Sallagh Braes
The Sallagh Braes are a vast natural amphitheatre of cliffs in County Antrim, part of the Antrim Hills south of the famed Glens of Antrim.
The braes are in the form of a horseshoe of cliff or escarpment plunging down to the farmland below, the maw of the semicircle facing toward the sea. Atop is wind-scoured heath of course grass and thistle but below a flat landscape sheltered by the scarp.
The Ulster Way passes across the top of the braes on its way between the Glens and Belfast.

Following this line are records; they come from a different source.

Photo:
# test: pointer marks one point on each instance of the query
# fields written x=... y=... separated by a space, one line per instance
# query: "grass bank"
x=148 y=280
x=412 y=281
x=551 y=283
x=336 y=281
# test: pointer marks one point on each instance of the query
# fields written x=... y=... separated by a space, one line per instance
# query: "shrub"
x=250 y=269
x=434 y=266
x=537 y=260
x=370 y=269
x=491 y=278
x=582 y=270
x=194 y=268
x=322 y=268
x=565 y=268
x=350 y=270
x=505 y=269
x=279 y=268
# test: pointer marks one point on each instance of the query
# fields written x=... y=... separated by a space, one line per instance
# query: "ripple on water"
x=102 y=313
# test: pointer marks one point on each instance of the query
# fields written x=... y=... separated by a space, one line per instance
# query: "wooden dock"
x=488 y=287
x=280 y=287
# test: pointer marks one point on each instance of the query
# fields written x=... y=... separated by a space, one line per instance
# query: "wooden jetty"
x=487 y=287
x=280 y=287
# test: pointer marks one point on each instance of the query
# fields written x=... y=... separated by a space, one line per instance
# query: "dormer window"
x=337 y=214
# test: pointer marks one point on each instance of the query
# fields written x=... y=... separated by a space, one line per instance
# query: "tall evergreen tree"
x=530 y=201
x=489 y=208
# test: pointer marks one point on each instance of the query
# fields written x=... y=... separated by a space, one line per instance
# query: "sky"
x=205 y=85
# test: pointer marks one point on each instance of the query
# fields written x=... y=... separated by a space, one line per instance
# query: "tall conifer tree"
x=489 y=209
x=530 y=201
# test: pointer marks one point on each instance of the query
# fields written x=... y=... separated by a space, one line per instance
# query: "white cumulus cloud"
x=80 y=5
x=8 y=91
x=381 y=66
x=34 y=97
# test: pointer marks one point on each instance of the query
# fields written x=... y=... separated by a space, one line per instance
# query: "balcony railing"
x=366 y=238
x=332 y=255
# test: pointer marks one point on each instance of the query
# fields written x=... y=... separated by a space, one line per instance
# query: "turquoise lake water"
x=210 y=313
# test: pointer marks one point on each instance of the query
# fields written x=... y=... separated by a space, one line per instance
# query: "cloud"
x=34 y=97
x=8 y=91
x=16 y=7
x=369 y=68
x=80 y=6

This is a wildlife habitat, and ravens and buzzards may be watched hunting from the cliff edge.
Geology
The large, semi-circular cliff seems to be the result of a huge landslip in the ancient past, a combination of underlying geology and Ice Age glaciers. The cliffs are composed of hard rocks (basalt and chalk), underlain by softer rocks (particularly Jurassic mudstone), making them very unstable. It is thought that at the end of the last Ice Age and the drawing back of the ice, the unsupported cliffs became were prone to huge landslips which caused the form visible today.
Wildlife
The braes appear to be a neat semi-circle but they contain a complex set of cliffs, ravines and scree, and are composed of a combination of basalt and limestone, which provides a wide variety of wildlife habitats, along with neighbouring Knock Dhu. The two are recognised as of the most important sites in Northern Ireland for mosses, with a number of rare species. A small population of brown screw-moss was found a few years ago on limestone cliffs at Sallagh Braes which species was thought to be extinct on Ireland, having not been recorded since 1962.